Au cœur de cette équation se trouve le détroit de Bab el-Mandeb, l’un des goulets d’étranglement les plus critiques du commerce mondial. Chaque jour, d’importants volumes de flux énergétiques et de marchandises reliant l’Asie, l’Europe et le Moyen-Orient y transitent. La moindre perturbation se répercute désormais bien au-delà de la région, affectant les chaînes d’approvisionnement mondiales, les marchés et la sécurité énergétique.
Djibouti occupe une position charnière dans ce dispositif stratégique. Longtemps valorisé pour sa localisation, le pays accueille aujourd’hui une concentration sans précédent de bases militaires étrangères, notamment françaises, américaines, chinoises et japonaises. Cette présence multinationale rappelle une réalité simple : la sécurisation des voies maritimes reliant l’océan Indien à la mer Rouge demeure une priorité majeure pour les grandes puissances.
Les attaques menées en mer Rouge par les Houthis depuis le déclenchement du conflit à Gaza ont replacé ces tensions structurelles au premier plan. Elles ont entraîné une militarisation accrue de l’espace maritime, avec le déploiement de forces navales internationales chargées de protéger la navigation commerciale. Comme à l’époque de la guerre froide, les grandes puissances se posent à la fois en garantes de la sécurité maritime et en concurrentes dans la lutte pour l’influence.

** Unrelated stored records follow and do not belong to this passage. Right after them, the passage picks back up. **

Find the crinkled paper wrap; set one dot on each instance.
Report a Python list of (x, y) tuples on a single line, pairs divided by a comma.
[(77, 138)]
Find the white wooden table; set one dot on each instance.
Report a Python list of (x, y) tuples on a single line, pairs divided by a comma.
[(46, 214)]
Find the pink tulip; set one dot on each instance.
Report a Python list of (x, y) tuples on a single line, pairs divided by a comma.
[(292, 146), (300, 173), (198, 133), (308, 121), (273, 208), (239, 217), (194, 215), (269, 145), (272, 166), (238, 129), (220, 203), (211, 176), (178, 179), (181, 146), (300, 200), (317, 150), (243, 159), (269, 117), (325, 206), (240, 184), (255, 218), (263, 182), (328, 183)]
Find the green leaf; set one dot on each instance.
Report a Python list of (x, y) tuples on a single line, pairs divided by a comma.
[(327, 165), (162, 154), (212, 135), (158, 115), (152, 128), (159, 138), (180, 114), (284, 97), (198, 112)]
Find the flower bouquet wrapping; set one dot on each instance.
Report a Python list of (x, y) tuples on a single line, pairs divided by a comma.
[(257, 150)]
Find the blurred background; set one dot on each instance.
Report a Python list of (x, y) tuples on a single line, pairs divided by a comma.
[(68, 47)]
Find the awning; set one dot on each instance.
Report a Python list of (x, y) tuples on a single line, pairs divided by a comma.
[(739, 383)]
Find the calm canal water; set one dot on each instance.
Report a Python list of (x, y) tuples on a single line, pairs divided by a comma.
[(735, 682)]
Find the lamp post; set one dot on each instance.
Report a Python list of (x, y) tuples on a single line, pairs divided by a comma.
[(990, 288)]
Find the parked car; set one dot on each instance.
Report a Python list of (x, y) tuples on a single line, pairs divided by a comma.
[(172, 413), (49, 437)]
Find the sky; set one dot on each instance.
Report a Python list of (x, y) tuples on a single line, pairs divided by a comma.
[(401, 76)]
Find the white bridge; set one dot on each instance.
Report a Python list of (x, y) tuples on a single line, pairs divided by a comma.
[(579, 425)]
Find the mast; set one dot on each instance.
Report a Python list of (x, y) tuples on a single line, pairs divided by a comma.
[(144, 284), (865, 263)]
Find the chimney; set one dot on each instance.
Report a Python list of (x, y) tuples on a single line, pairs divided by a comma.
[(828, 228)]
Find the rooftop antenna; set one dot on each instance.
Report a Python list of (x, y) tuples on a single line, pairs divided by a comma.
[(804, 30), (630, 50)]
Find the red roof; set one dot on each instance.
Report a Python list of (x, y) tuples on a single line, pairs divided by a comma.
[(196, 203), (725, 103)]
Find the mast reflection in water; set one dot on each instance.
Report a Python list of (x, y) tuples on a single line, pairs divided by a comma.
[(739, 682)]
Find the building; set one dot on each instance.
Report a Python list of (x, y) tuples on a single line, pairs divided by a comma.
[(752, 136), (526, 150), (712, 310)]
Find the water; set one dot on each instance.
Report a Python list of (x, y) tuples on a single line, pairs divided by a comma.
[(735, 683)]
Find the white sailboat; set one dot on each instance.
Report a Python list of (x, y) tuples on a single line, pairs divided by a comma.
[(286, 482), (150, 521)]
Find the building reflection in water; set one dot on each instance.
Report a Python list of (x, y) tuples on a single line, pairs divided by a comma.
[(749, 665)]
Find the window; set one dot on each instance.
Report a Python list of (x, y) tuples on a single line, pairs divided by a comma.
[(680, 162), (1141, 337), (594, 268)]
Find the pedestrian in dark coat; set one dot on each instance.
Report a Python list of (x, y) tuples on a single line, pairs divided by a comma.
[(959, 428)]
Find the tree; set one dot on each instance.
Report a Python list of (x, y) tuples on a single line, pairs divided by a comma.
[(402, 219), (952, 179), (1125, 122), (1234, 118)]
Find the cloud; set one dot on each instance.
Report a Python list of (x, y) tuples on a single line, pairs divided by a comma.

Cette situation révèle toutefois les limites de réponses fragmentées et strictement nationales. La sécurité durable de la mer Rouge ne saurait reposer uniquement sur des déploiements militaires ponctuels. Elle suppose une coordination internationale renforcée, associant les puissances navales, les États riverains ainsi que les organisations régionales et multilatérales, afin de préserver la liberté de navigation en tant que bien public mondial.
La mer Rouge et la Corne de l’Afrique doivent ainsi être appréhendées non comme des foyers de crise passagers, mais comme des piliers durables de la sécurité internationale. Dans un ordre mondial en recomposition, Djibouti demeure un point d’ancrage essentiel et un acteur clé de toute architecture collective de stabilité régionale.